CloudBees salutes feature flagging with Rollout buy

CloudBees has pulled in Rollout, an Israel-based feature flag service, in a move that broadens the features it can offer its users, and extends its reach along the software development pipeline

The buy is CloudBees’ third acquisition over the last 18 months. It reeled in CI/CD vendor CodeShip back in February 2018, and CD/RA veteran Electric Cloud back in April.

Israel-based Rollout, sells a feature flag and toggles management platform, with a particular focus on mobile applications. This includes feature management, rollout/rollback and feature analytics.

CloudBees CEO Sasha Labourey said Electric Cloud’s platform includes features such as redeploy, blue/green and roll back. “However, they don’t do feature flagging.”

“We like feature flagging…It doesn’t just connect us to production. It connects us beyond production,” he explained. “We get to listen to the signals post production, and impact code and behaviours.”

Rollout can expect to be rolled into CloudBees quite quickly. Electric Cloud execs already have shiny new CloudBees job titles. At the same time, customers will still be able to buy Rollout.IO as a standalone product.

“Electric Cloud joined us at a time when we’re working on the next iteration of our platform, our SDM (Software Delivery Management) vision,” said Labourey. “They come at a perfect point. What’s frustrating is to force a company into what you’ve built to date.”

“There’s an intermediary path where those products work together,” he continued. “Down the road, the idea is for CloudBees to have a much more simplified offering where you have all the bricks but consume CloudBees as one thing.”

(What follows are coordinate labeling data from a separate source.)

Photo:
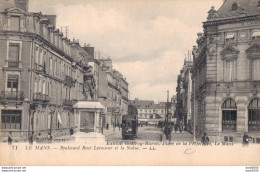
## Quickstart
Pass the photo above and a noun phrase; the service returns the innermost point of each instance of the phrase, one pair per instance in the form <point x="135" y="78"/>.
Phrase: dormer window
<point x="256" y="35"/>
<point x="230" y="37"/>
<point x="15" y="23"/>
<point x="234" y="7"/>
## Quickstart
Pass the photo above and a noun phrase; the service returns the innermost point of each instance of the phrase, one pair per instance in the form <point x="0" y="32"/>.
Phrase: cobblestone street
<point x="148" y="133"/>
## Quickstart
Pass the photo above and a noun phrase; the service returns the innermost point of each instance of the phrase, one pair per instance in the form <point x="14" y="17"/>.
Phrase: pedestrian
<point x="50" y="137"/>
<point x="114" y="126"/>
<point x="181" y="126"/>
<point x="176" y="128"/>
<point x="205" y="139"/>
<point x="246" y="139"/>
<point x="71" y="131"/>
<point x="10" y="138"/>
<point x="31" y="138"/>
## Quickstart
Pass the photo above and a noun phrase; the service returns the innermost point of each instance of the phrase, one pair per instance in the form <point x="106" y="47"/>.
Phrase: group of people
<point x="245" y="142"/>
<point x="37" y="138"/>
<point x="114" y="126"/>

He said a combined SDM product would be demoed in August at Jenkins World. “It’s going to have a limited availability. It doesn’t mean beta.”

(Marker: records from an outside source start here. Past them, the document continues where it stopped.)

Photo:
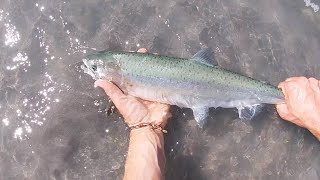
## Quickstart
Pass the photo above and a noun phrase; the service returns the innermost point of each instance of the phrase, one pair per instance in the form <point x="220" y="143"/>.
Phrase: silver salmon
<point x="197" y="83"/>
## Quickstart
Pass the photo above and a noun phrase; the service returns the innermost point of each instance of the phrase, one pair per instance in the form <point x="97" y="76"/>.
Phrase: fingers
<point x="115" y="94"/>
<point x="284" y="112"/>
<point x="315" y="85"/>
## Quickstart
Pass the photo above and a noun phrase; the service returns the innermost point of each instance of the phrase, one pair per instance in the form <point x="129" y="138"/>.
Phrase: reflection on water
<point x="54" y="123"/>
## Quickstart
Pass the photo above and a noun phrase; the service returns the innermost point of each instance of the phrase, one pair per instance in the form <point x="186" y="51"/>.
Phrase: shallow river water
<point x="53" y="122"/>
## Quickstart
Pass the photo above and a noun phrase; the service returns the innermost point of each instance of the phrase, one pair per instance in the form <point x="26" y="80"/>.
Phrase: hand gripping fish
<point x="197" y="83"/>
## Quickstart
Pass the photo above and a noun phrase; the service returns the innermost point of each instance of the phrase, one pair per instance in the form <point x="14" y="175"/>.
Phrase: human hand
<point x="136" y="111"/>
<point x="302" y="101"/>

“We’ll apply GA once all of our existing customers with all their existing use cases can migrate to this release,” he said. “So  we’re going to increasingly provide limited availability releases over time. End of this year, early next we’re going to call it GA.”

There has been a rash of acquisitions in the software development and delivery space over the last six months, sometimes representing large companies fleshing out their product lineup, sometimes representing startups running out of investor patience.

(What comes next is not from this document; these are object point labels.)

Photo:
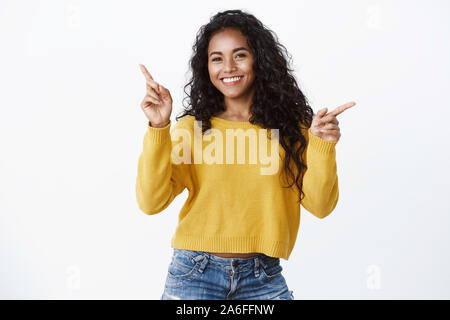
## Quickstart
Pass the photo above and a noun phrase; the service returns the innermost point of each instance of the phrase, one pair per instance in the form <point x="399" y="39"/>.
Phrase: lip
<point x="231" y="83"/>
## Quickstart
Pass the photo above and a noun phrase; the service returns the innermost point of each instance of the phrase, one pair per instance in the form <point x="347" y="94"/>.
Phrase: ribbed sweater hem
<point x="224" y="244"/>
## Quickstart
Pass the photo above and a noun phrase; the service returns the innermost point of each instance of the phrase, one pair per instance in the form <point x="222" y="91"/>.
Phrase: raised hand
<point x="325" y="125"/>
<point x="157" y="103"/>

Labourey said “If the opportunity arrives we jump on it. It’s not like we have huge gaps and a great sense of urgency to fill them…As a vendor we’re…competing against other vendors that want to have a bigger offering. We’re not trying to compete against another feature flagging company.”

But, from the customers’ point of view, he said, “buyers have less and less patience as maturity comes to buy individual features and maintain the integration.”